Driven by offer and order management, modern airline retailing is transforming how carriers market their services and how passengers experience air travel. At the heart of this transformation is the integration of artificial intelligence (AI), a technology that is not only reshaping the fundamentals of airline bookings but also redefining the possibilities within the travel ecosystem. 

“Offer management, powered by AI, allows airlines to present the right offer to the right customer at the right time,” said Surain Adyanthaya, president of PROS, an AI-powered airline retailing platform. “Instead of a one-size-fits-all approach, airlines can now offer bundles and ancillary services more likely to resonate with each passenger.” 

SkiftX recently sat down with Adyanthaya and Jonas Rauch, principal scientist at PROS, to explore how AI-powered retailing can help airlines drive revenue and profitability while increasing customer satisfaction and loyalty. 

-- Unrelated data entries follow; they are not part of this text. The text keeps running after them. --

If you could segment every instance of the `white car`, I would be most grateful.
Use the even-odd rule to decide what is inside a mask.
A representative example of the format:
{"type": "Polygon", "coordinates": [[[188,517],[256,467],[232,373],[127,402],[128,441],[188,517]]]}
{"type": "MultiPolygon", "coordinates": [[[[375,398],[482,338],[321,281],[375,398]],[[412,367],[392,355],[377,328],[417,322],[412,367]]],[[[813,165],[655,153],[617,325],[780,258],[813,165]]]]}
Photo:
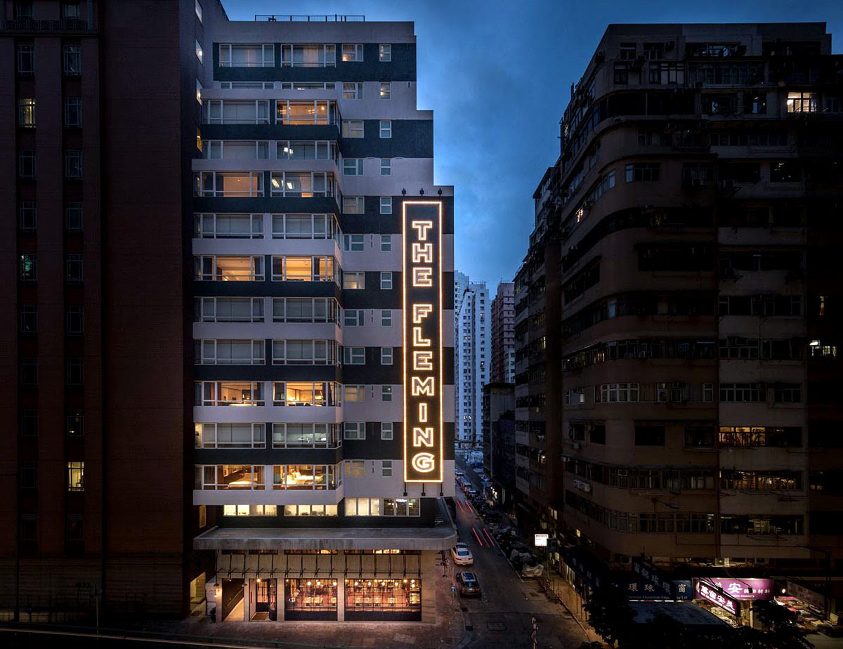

How Ancillaries Enable Customization

According to Skift Research, the airline industry sold a record $118 billion of ancillary products in 2023, highlighting the growing importance of ancillary revenue streams for airlines. This surge in ancillary sales underscores the increasing demand for customizable travel experiences.

“Travelers want to personalize their travel experiences by selecting seats, meals, in-flight entertainment, and additional services,” Adyanthaya said. “Most travelers now prefer airlines that offer a personalized experience. However, this demand poses challenges for airlines constrained by legacy systems that focus on seats rather than the overall experience. Airlines can adapt to this changing customer preference with updated technology stacks that enable offer and order frameworks.” 

Offer and order frameworks enable airlines to personalize and dynamically adjust their service offerings based on individual customer data. This approach not only enhances the travel experience by aligning with passenger preferences and behaviors but also allows airlines to optimize revenue through targeted ancillary sales. By leveraging real-time context and historical insights, airlines can deliver more relevant pricing and more relevant products, creating highly relevant and appealing packages that improve customer satisfaction and loyalty.

The Importance of Pricing Transparency 

Meeting traveler expectations is not only about providing the right offers at the right time — it’s also about delivering transparent pricing. With the unbundling of services like baggage, seat selection, and in-flight amenities, airlines must ensure their pricing is clear and straightforward and avoid surprising customers with hidden fees or unexpected costs at checkout. 

“Transparent pricing builds trust with travelers, who expect a clear and comprehensive breakdown of costs to make informed decisions without hidden fees,” Adyanthaya said. “A survey by IATA revealed that 74 percent of travelers consider transparency in ticket pricing an important factor in trusting and choosing an airline. This need for pricing transparency is also being recognized by governments — many of which increasingly require the elimination of junk fees — a positive trend that is likely to continue globally.”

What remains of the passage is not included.